The regulation of integrin heterodimer organisation at the reticular adhesion

Abstract

Integrins are heterodimeric transmembrane receptors with α and β subunits and play a pivotal role in mediating cell-matrix adhesion dynamics and cell migration. The activation of integrin results in conformational changes within the heterodimer and triggers the recruitment of cytoplasmic adaptor proteins that facilitates receptor oligomerizations and cytoskeletal reorganizations.

Here this study reports that the extracellular domain of β integrin, rather than the cytoplasmic domain, determines the specificity of RGD-binding integrin to reticular adhesion (RA). Compared to the conventional focal adhesion (FA), the RA exhibits a higher density of β integrin. FRET analysis also revealed the close-packed configuration of β integrin within RA.

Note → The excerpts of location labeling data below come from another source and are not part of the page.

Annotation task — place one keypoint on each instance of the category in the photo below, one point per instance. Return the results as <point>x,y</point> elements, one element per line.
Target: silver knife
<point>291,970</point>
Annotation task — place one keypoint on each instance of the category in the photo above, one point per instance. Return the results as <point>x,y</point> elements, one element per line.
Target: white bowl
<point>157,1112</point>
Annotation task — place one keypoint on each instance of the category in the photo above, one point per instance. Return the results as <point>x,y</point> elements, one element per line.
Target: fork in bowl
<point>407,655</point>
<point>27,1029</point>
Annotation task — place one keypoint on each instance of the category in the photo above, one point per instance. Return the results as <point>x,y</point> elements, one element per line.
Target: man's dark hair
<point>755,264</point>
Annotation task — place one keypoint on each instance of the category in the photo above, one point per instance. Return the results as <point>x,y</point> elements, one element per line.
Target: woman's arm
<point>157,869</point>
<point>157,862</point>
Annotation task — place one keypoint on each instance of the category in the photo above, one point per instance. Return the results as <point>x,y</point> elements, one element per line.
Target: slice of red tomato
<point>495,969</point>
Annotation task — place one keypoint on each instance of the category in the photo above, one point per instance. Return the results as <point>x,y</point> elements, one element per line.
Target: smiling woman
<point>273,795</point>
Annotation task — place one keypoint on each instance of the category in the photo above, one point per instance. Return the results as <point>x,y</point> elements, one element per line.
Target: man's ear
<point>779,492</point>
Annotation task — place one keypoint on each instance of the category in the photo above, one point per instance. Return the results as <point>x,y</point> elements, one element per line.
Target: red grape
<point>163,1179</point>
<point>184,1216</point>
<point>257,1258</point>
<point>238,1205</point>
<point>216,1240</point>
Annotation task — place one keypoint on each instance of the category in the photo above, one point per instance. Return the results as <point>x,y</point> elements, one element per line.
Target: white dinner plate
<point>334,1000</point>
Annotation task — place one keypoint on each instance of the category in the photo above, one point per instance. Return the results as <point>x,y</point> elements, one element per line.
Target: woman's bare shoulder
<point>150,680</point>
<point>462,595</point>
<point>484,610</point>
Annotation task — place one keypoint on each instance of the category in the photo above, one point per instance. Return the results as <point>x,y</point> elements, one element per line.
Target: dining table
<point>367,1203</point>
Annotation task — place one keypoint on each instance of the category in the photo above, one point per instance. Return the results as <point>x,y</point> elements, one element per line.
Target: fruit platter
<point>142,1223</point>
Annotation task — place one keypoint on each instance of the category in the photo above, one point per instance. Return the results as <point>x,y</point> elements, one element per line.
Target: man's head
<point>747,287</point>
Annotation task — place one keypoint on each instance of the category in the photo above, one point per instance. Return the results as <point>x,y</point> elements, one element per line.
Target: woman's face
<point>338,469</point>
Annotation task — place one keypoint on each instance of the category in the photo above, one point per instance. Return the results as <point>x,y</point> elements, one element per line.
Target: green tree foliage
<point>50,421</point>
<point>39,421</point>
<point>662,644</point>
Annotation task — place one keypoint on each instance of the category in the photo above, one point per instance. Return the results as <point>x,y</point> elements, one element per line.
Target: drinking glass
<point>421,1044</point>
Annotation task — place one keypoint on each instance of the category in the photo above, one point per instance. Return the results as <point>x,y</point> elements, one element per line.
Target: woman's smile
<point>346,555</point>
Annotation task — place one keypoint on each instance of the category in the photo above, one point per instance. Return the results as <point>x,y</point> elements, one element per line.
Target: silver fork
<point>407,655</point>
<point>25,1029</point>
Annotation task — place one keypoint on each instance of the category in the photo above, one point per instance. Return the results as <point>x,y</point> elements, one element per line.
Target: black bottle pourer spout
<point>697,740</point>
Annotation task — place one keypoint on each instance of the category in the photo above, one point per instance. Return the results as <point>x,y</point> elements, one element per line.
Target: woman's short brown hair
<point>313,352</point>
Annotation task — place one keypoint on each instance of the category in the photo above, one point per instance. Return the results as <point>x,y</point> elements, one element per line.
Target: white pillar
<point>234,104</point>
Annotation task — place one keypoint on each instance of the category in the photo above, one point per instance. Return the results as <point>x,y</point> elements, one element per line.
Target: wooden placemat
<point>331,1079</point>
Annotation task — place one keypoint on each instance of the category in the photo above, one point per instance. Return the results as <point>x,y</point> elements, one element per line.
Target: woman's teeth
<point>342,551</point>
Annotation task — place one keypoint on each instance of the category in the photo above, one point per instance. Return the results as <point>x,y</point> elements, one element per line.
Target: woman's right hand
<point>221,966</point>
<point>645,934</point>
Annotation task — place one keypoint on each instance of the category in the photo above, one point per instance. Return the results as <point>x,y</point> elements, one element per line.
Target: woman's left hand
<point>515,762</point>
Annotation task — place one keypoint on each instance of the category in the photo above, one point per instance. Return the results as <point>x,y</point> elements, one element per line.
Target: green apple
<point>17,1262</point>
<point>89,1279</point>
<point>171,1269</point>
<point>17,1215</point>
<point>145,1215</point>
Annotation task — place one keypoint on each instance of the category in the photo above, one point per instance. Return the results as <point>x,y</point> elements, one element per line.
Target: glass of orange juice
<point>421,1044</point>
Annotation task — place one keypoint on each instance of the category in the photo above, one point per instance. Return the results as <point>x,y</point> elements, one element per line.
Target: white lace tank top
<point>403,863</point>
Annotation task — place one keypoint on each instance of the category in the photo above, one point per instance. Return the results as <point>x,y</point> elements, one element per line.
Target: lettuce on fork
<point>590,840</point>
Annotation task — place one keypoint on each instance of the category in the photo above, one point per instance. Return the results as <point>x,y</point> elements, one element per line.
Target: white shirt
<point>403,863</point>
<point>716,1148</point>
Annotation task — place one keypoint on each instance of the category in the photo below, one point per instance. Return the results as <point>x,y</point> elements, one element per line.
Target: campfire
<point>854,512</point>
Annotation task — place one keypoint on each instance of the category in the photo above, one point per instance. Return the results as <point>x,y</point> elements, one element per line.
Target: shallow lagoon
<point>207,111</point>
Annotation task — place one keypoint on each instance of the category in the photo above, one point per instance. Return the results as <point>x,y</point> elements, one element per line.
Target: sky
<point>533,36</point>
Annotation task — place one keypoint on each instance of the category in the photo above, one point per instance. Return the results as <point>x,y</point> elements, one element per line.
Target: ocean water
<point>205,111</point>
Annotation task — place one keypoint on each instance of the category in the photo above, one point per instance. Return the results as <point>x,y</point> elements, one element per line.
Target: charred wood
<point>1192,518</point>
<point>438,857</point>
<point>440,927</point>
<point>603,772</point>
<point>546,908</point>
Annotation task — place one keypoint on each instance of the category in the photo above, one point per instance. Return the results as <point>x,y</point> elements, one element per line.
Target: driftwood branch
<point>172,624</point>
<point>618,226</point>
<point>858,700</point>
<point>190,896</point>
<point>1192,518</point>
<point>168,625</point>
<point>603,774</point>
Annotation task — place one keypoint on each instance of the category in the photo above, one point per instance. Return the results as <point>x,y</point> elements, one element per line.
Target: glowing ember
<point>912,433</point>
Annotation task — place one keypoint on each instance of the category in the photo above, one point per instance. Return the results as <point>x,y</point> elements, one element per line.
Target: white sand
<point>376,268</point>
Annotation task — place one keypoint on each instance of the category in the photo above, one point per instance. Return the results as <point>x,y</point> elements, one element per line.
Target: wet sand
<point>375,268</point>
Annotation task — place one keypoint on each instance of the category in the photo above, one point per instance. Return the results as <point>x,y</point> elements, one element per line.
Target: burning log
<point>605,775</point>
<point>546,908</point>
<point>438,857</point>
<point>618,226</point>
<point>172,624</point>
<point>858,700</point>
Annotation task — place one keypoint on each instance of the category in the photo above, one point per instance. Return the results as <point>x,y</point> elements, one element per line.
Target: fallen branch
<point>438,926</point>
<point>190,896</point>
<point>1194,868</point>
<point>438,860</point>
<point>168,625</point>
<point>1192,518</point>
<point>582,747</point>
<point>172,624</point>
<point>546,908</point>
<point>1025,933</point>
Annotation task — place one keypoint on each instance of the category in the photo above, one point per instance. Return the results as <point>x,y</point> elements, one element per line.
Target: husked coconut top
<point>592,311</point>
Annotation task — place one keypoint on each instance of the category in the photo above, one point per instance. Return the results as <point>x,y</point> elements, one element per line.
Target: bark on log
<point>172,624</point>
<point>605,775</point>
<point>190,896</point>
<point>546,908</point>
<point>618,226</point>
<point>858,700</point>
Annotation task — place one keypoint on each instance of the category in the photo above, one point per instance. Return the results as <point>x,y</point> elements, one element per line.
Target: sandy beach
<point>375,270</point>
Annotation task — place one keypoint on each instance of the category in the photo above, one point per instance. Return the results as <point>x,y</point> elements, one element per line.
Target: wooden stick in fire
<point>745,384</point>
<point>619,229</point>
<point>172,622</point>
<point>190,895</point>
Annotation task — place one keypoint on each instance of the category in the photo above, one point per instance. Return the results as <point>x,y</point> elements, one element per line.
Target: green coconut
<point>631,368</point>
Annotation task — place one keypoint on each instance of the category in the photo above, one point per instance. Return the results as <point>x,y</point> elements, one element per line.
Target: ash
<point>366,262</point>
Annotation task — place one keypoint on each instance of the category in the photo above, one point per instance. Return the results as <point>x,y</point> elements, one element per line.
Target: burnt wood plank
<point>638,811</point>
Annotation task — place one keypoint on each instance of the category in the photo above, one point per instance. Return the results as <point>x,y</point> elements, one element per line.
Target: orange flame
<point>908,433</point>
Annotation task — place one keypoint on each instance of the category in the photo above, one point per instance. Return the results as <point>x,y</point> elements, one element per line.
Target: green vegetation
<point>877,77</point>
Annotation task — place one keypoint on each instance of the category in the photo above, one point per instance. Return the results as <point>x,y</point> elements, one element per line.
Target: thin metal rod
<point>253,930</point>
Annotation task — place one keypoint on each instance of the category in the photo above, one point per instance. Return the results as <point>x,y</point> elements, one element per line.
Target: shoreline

Strikingly, integrin αV is partially depleted in a clathrin coat assembly-dependent manner. The integrin αVβ5 antibody staining also proves that integrin β5 at the clathrin coat is not in the heterodimer conformation. The suppression of clathrin lattice assembly reversed the local depletion of integrin αV. The finding of the integrin αV depletion probably breaks the conventional knowledge that mature integrins are always in heterodimer conformation.

On the vitronectin substrate, integrin β5 accumulates in RA and stably persists in the inner cell area. In contrast, integrin β3 is located at focal adhesion (FA) and regularly disassembles at the cell periphery area. During the cell migration, integrin β5 but not β3, mediates an adhesion transformation from FA to RA by adaptors recruitment. Moreover, the exchanged integrin location and persistence are shown via swapping the integrin αV-interacting domain (AID) between integrin β5 and β3. Meanwhile, the migration of the cells expressed integrin β5 or chimera with β5-AID is significantly slower than cells expressed integrin β3 or chimera with β3-AID.

In summary, this study reveals that ligand binding and clathrin coat assembly modulate intermolecular conformations between integrin subunits, regulate adhesion turnover, and orchestrate cell motility.